Gypsy--thanks for your concern! I'll try to answer your questions in a post--because, of course, I can't give a short answer :)

m said...

It has been mind-blowing that my literary buddy Laura took like 2 years to finally set time aside for these books...turns out she just needed a buddy to put them in her hot little hands. I found these books supremely entertaining. I found the story line to be fresh and exciting. Archetypal images are so impossible to avoid...yet as I read all three books, I never felt that "this is so cliche" feeling.

I vote for Jacob of course. At the end of book three there is definite passion between the two of them. If Bella wants a fulfilling life (as opposed to a damned one) she will trot off with Jacob and his pack. She'll be able to mother little pups and age gracefully. At some point she'll take her great granddaughter's face into her hands and share all her experiences with love/obsession.

Now, I just thought of this...but if she were to end up with Edward, an ending that shall be revealed in 8 days when the final book is released, the only way this could be possible, in my opinion, is if he is transformed through the power of love from an immortal damned blood sucker to a "real boy." This would be very "Beauty and the Beast" but it could totally happen. Super cliche. I'll puke allover the place if this does happens. Meyers needs to just be super daring and just let Edward transform Bella into a vampire and they can live in the underworld forever. The end.

Oh, one last thing. I can think of absolutely no reason why a very successful writer would have any reason to incorporate her Mormon faith into her craft. I mean, keep it clean and maintain some personal integrity, but I don't see any other professionals do their job with a Mormon flair. Do Mormon nurses do their job any different from any other registered nurse? Probably not...

Kelly said...

Good point, Maryam. If you want to be a great author, it doesn't necessarily have to be dripping with Mormonism. But there are authors who want to use their writing to explore and tell the Mormon story. Those writers would claim the title "Mormon Author" as opposed to author, who happens to be Mormon.

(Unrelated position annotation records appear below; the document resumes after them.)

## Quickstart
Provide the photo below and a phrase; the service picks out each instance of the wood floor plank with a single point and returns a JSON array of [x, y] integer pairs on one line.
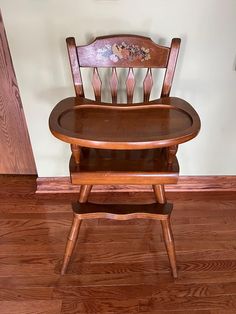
[[31, 307], [117, 266]]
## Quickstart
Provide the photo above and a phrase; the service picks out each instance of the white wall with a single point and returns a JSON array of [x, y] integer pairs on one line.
[[205, 76]]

This happens in the music world too. There are plenty of composers, performers, musicians, who are LDS. Nobody cares about the religion of these musicians until they start writing unabashedly LDS works. Then they become a "Mormon Composer." Mack Wilberg is the epitome of this -- he is the most visible, name-able Mormon musician out there right now. The fact that he is an amazing composer, pianist, conductor, choral arranger, etc. is less significant than that he writes works that have "MORMON" stamped all over them.

Consider Orson Scott Card -- he is an author, and arguably a pretty good one. Mormons are proud of him, but he didn't go out there trying to be a great Mormon author -- just an author. And because most of his works don't have "MORMON" stamped all over them, so to speak, he is not considered by the LDS literary elite (if there really is such a thing) to be a Mormon author.

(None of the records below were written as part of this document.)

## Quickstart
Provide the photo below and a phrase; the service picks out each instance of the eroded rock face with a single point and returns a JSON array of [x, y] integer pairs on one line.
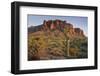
[[60, 25]]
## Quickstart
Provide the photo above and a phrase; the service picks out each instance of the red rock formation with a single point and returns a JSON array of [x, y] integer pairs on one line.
[[56, 24]]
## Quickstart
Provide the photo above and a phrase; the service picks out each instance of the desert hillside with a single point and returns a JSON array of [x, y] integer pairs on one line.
[[56, 39]]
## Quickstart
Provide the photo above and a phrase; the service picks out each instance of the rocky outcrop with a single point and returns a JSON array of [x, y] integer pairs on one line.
[[58, 25], [61, 25]]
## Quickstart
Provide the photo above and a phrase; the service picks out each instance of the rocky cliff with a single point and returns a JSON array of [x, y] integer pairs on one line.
[[58, 25]]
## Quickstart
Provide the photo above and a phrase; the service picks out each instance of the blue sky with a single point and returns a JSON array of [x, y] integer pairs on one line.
[[77, 21]]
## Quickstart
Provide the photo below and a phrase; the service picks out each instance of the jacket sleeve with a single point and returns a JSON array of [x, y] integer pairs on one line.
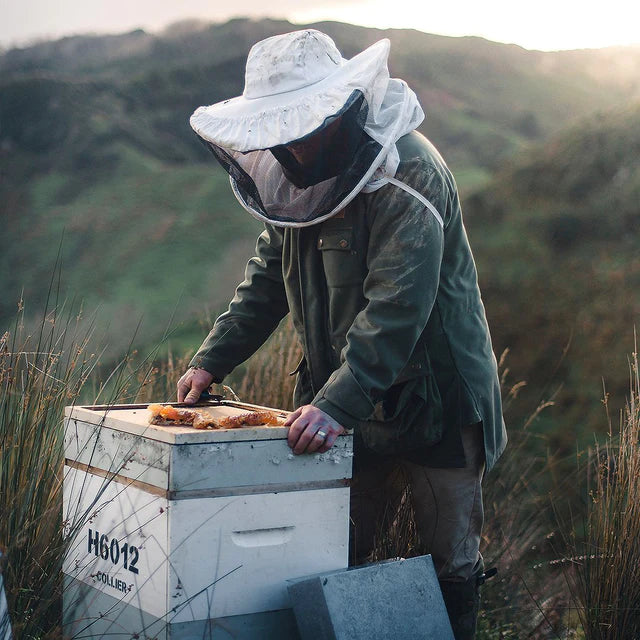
[[258, 306], [404, 256]]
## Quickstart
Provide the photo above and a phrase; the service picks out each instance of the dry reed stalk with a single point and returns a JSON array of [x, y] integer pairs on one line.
[[39, 376], [603, 567], [267, 379]]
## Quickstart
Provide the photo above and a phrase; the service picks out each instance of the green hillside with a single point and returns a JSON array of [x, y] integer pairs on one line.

So Meyers will have to think through that for herself. Is she an author, or a Mormon author? That will change her goals, the way she writes, her subject matter, etc.

And while I would love to see exceptional Mormon works out there, I would rather see exceptional works that happen to have been created by a Mormon.

Nurse Heidi said...

Good review. I classify them as brain candy and nothing more. 900 pages of teenage angst is a little much for me. I read all three of them, but I'm not sure I'll go out of my way to read the new one - my reading time is very limited these days and I'd rather read something with substance. Like you, I dislike that she associates her religion with these books...not exactly what I want popping into peoples' heads first when they think of mormons!

Cambria said...

Laura you are awesome! I don't read your posts all the time, but I caught this one and LOVED it! You totally captured the book, and you really summed up what I felt reading the books so well. I couldn't have put it into better words!
Thanks, and by the way, hello and I hope you and your family are well!